Spatial Dynamics of a Bacterial Pathogen: Sylvatic Plague in Black-tailed Prairie Dogs

Tammi L. Johnson

B.S., University of Mary, Bismarck, ND, 2000


Black-tailed prairie dog (Cynomys ludovicianus) populations have declined by as much as 98% during the past 100 years.  Several factors have contributed to this decline including intentional poisoning, habitat loss and sylvatic plague.  During the past 60 years, plague may have been the most significant cause of decline Sylvatic plague is an exotic vector-borne disease caused by the bacterium Yersinia pestis and causes mortality rates approaching 100% in black-tailed prairie dog colonies.  Plague epizootics in black-tailed prairie dogs are often widespread, with groups of colonies typically extirpated in a short period of time.  Plague may be transmitted among prairie dog colonies via two mechanisms: (1) epizootic transmission, in which plague cycles among prairie dog colonies via the movement of infected prairie dog fleas by dispersing prairie dogs or perhaps the movement of infected fleas by predators such as coyotes, and (2) enzootic transmission, in which reservoir species such as northern grasshopper mice (Onchomys leucogaster) and deer mice (Peromyscus maniculatus), transmit infected fleas to prairie dogs.  Our research aims to quantify the effects of sylvatic plague on the metapopulation structure of black-tailed prairie dog colony complexes and to determine if metapopulation structure, in turn influences the spread of plague among colonies.

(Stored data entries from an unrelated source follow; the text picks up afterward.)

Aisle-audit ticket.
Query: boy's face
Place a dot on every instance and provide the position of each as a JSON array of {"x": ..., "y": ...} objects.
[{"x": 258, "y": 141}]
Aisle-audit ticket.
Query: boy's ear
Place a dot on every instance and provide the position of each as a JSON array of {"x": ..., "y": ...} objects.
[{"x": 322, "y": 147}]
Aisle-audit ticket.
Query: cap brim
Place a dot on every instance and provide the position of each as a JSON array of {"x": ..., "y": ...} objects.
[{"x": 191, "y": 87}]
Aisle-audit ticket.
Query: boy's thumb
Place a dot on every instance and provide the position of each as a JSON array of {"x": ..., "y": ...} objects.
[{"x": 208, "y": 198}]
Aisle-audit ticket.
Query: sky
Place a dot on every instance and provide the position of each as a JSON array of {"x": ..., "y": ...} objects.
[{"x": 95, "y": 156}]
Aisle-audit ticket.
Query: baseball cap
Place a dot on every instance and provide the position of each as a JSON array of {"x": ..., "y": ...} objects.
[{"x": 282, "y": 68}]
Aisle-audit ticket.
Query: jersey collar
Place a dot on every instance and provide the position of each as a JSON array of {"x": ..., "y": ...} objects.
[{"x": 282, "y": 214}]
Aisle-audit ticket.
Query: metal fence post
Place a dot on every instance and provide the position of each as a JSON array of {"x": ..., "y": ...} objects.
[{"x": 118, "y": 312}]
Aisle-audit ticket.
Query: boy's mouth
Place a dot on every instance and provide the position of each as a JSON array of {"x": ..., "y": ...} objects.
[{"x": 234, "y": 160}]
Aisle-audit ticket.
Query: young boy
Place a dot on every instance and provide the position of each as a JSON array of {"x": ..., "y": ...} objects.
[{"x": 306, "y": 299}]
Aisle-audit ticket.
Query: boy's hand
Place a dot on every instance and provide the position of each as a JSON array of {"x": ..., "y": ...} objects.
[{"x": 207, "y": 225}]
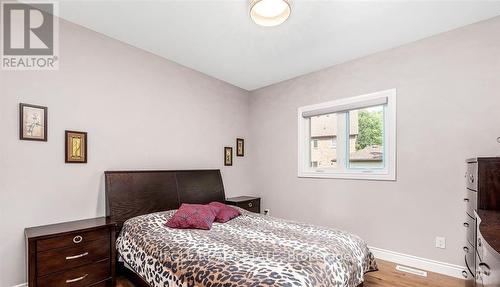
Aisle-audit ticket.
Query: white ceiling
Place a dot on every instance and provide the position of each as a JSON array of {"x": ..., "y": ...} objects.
[{"x": 219, "y": 39}]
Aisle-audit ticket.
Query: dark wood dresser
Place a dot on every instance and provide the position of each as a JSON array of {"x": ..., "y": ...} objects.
[
  {"x": 77, "y": 254},
  {"x": 482, "y": 221},
  {"x": 249, "y": 203}
]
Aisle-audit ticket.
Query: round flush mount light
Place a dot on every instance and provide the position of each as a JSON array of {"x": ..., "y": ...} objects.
[{"x": 270, "y": 13}]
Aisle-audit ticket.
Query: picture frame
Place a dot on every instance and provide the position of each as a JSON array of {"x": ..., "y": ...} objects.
[
  {"x": 33, "y": 122},
  {"x": 75, "y": 147},
  {"x": 240, "y": 147},
  {"x": 228, "y": 156}
]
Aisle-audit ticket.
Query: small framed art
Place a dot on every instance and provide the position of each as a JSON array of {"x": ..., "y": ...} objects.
[
  {"x": 228, "y": 156},
  {"x": 33, "y": 122},
  {"x": 76, "y": 147},
  {"x": 240, "y": 147}
]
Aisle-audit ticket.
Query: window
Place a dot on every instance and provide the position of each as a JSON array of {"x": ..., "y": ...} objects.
[{"x": 349, "y": 138}]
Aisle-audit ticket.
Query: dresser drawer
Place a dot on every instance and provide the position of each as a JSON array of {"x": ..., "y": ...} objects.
[
  {"x": 86, "y": 275},
  {"x": 72, "y": 239},
  {"x": 251, "y": 205},
  {"x": 471, "y": 176},
  {"x": 65, "y": 258}
]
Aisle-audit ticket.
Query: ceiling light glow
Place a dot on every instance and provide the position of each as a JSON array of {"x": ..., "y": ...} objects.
[{"x": 270, "y": 13}]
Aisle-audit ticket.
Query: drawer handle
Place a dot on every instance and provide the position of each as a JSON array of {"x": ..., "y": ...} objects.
[
  {"x": 77, "y": 256},
  {"x": 77, "y": 239},
  {"x": 77, "y": 279},
  {"x": 485, "y": 268}
]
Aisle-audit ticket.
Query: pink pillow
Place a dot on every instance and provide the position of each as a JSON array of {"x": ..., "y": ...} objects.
[
  {"x": 224, "y": 212},
  {"x": 195, "y": 216}
]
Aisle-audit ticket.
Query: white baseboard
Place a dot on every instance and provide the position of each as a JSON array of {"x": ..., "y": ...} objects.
[
  {"x": 404, "y": 259},
  {"x": 418, "y": 262}
]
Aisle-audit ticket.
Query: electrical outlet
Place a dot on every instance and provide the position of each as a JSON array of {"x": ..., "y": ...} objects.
[{"x": 440, "y": 242}]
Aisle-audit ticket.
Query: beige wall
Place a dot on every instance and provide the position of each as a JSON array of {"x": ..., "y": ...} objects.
[
  {"x": 448, "y": 102},
  {"x": 141, "y": 112}
]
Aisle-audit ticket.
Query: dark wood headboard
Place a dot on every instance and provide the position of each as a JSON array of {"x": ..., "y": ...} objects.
[{"x": 133, "y": 193}]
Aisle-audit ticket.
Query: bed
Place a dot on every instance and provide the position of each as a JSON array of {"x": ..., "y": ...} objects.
[{"x": 250, "y": 250}]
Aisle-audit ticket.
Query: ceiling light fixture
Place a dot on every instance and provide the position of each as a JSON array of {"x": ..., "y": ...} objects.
[{"x": 270, "y": 13}]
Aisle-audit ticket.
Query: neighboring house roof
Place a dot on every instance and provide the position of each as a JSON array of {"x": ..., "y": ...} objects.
[
  {"x": 369, "y": 153},
  {"x": 326, "y": 125}
]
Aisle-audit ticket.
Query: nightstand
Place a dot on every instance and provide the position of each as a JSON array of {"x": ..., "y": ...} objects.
[
  {"x": 246, "y": 202},
  {"x": 78, "y": 253}
]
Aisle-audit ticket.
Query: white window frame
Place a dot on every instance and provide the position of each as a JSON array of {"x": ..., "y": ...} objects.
[{"x": 342, "y": 172}]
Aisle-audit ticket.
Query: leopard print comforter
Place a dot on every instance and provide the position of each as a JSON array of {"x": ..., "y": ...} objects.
[{"x": 250, "y": 250}]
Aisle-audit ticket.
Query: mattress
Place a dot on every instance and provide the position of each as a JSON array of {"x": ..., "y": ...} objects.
[{"x": 250, "y": 250}]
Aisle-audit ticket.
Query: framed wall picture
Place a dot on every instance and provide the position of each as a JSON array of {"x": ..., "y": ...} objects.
[
  {"x": 76, "y": 147},
  {"x": 240, "y": 147},
  {"x": 32, "y": 122},
  {"x": 228, "y": 156}
]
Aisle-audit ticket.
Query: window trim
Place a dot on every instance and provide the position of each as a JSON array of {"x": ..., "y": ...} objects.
[{"x": 388, "y": 173}]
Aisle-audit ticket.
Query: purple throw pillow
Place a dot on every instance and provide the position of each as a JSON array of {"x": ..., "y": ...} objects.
[
  {"x": 225, "y": 212},
  {"x": 196, "y": 216}
]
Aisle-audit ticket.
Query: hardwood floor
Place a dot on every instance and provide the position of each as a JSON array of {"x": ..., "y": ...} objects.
[{"x": 387, "y": 276}]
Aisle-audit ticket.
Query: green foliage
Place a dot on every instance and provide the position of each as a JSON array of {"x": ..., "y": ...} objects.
[{"x": 369, "y": 128}]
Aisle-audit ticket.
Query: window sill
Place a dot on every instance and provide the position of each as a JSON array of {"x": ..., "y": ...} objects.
[{"x": 348, "y": 175}]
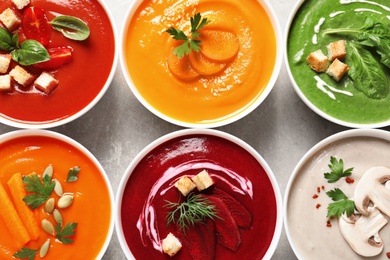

We examined spatial patterns of colonies in areas with and without a history of plague to identify landscape scale effects of plague on black-tailed prairie dogs, as well as factors that influence intercolony transmission in complexes where plague was present.  The presence of sylvatic plague in black-tailed prairie dog colonies significantly alters the spatial structure of colony complexes.  Colony complexes with a history of plague are composed of smaller colonies with greater intercolony distances, while complexes where plague is absent are primarily composed of more large colonies in close proximity to neighboring colonies.  We can conclude from this portion of the project that sylvatic plague increases the degree of colony isolation.  Multistate modeling illustrated the mechanisms expected to have the most impact on intercolony transmission of plague.  Colony area, distance to the nearest neighboring colony and distance to the nearest drainage, which may function as dispersal corridors, were the most important factors for predicting the probability of plague entering colonies.